Mapping Strength Criteria
Strong
- The entity directly performs the function of the VSM system.
- The mapping would be recognisable to a VSM practitioner without explanation.
- Example: "market price mechanism" → S2 (Coordination) — prices coordinate supply and demand between producers.
Moderate
- The entity partially performs the function or performs it in a limited context.
- The mapping requires some argument but is defensible.
- Example: "merchant" → S4 (Intelligence) — merchants gather information about foreign markets, but this is not their primary function.
Weak
- The mapping is speculative or metaphorical rather than structural.
- The connection exists but requires significant interpretive work.
- Example: "moral sentiments" → S5 (Policy) — broad ethical framework shapes economic behaviour, but the connection is indirect.
What NOT to Map
- Do not force mappings where none exist. It is valid for an entity to have no clear VSM mapping — flag it with "Mapping Strength: Weak" and explain the difficulty.
- Do not map purely descriptive/historical content that lacks functional significance.
VSM System Checklist
When mapping, consider each system:
| System | Question to Ask |
|---|---|
| S1 | Does this entity directly produce value or output? |
| S2 | Does this entity coordinate between operational units? |
| S3 | Does this entity regulate internal operations? |
| S3* | Does this entity provide audit or verification? |
| S4 | Does this entity scan the environment or plan for the future? |
| S5 | Does this entity define identity, policy, or purpose? |
Also consider the key concepts:
- Recursion: At what level does this entity operate?
- Variety: Does this entity manage variety (attenuate or amplify)?

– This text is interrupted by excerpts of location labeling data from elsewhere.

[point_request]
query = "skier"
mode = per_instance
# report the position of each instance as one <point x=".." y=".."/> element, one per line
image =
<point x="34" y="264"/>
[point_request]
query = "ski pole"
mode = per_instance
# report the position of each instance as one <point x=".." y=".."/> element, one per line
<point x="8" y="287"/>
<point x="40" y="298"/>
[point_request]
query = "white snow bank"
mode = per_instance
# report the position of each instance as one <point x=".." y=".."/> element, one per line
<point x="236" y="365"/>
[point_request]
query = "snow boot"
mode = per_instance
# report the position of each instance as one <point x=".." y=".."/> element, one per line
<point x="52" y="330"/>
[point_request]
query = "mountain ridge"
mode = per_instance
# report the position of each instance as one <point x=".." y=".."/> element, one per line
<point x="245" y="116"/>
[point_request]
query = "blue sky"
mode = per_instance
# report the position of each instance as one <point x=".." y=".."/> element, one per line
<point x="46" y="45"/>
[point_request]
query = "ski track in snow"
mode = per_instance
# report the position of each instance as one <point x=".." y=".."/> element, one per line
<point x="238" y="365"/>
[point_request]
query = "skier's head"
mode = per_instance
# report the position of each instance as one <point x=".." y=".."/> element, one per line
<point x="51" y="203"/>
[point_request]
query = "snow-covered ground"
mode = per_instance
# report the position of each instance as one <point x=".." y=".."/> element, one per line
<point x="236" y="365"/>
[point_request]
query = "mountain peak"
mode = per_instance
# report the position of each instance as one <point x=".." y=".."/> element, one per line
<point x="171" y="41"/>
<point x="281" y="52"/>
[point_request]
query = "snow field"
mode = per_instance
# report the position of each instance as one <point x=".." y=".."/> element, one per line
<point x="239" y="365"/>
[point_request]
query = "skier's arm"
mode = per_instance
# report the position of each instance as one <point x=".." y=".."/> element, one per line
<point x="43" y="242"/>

- Algedonic signals: Does this entity serve as an emergency signal?
- Autonomy: Does this entity relate to operational autonomy?
Instructions
- Review each extracted economic entity carefully.
- For each entity, determine which VSM system(s) it most closely relates to.
- Produce a mapping document for each entity-VSM relationship following the VSM Mapping Schema v1.0.
- Each mapping document must include:
- An H1 heading in the format "Entity Name -> VSM Concept Name"
- An Economic Entity Reference section
- A VSM Concept Reference section
- A Mapping Rationale section (minimum 30 words) grounded in Beer's definitions
- A Mapping Strength section rated as Strong, Moderate, or Weak
- Where an entity maps to multiple VSM systems (recursion), create separate mapping documents for each relationship.
- Flag entities that don't clearly map to any VSM concept with a "Mapping Strength: Weak" and note the difficulty in the rationale.
Output Format
Output each mapping as a separate markdown document, delimited by
--- MAPPING: <entity-name>-to-<vsm-concept> --- markers.